Dog bite prevention: planning for success

You can take steps to prevent dog bites and plan for success: educating yourself and your children, zoning your home, and understanding escalating situations can all help lead to prevention.

Educate yourself and any children in your life about how to have a good interaction with a dog. Teach them to respect animals, and to understand that the dog needs time alone sometimes. They should know that it’s not okay to run up to a dog, even if that dog is on a leash and with its owner; let them know to approach dogs calmly. They should also understand what to do if confronted by an aggressive dog, how to tell when a dog wants to play and when it doesn’t want to play, and to ask a dog’s owner for permission to pet it. The owner should always be there and in outdoor settings the dog should be on a leash -- this is the only time it’s safe for them to pet an unknown or semi-familiar dog. Children should also be taught never to approach a strange dog.

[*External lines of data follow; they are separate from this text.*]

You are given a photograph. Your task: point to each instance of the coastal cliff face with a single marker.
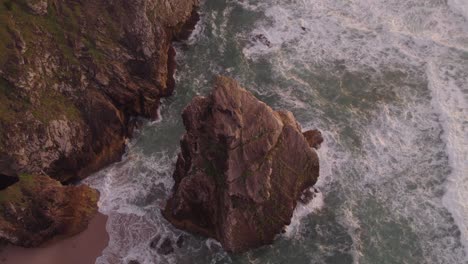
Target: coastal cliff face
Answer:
(38, 208)
(241, 169)
(73, 75)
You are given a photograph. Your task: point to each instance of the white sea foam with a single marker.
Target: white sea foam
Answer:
(449, 87)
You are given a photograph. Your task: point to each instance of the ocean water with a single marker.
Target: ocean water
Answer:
(386, 81)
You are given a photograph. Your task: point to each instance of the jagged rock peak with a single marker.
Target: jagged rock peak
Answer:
(241, 169)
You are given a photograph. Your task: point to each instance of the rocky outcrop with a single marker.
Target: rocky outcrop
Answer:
(37, 208)
(73, 74)
(73, 77)
(241, 169)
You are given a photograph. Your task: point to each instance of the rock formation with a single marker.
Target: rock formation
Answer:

As a dog owner, you need to be with you dog when he or she interacts with unfamiliar people, and don’t force people to interact with your dog if they appear reluctant, uninterested or afraid. An interaction can easily and quickly change from play to aggression, especially with kids. However, children should interact with animals -- and they should be taught the difference between having a good interaction and a bad one.

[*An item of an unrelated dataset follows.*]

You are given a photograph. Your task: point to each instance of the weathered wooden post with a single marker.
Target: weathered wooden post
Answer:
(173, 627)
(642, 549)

Break your house into zones if you have young children. You should be able to keep the dog in one area and the child in another when you are out of sight or busy, and get your child used to that arrangement from a young age. Allow your children to interact with your dog regularly, but only with supervision and attention to keeping the interactions positive. Baby gates provide simple means of zoning your home. By using a baby gate to separate the dog from a child, the dog can still see and hear what’s happening; isolating your dog from daily activities can cause risky behaviors, and should be avoided. There’s a difference between zoning and imprisonment: with proper zoning, the dog is calm, cooperative, and indirectly involved in certain activities.

By teaching your dog to respect the gate and the zones, (s)he will understand that (s)he won’t be trapped behind the gate for a long time and will be able to interact directly with your family when it’s appropriate. You should start to use zoning when your dog is a puppy as method of managing his/her behavior, not just physically controlling it.

Especially when children are young, you should keep the child and the dog separated unless there is constant adult supervision. If you leave the room even for a short time, the dog and child should be separated. Leaving a baby or toddler alone in the room with a dog just for a minute can lead to tragic results. Also be alert for any signs of aggression from the dog toward the child, or of any situations that could have the potential to escalate (such as a child taking a dog’s toy or food, for example). If you dog seems to be exhibiting fear or aggression that is inappropriate or difficult to understand, seek help from a veterinary behaviorist to resolve the problem.  It may be that the dog perceives the situation very differently from you, and a few simple changes will put him or her at ease again.

Whenever your dog seems to be anxious, agitated or is behaving in an inappropriate manner, it is a good idea to remove them from that situation (especially if the situation is escalating) and put them somewhere safe and quiet. By doing this, you’re not actually punishing the dog. You’re interrupting behaviors you don’t like, and that gives you time to change the situation before bad behaviors become habits.

Your dog is part of your family and wants to be part of family life. But sometimes it’s difficult for us to fully understand how a dog sees the world, and providing your dog with a secure resting space and supervision in risky situation is the best way to plan for success.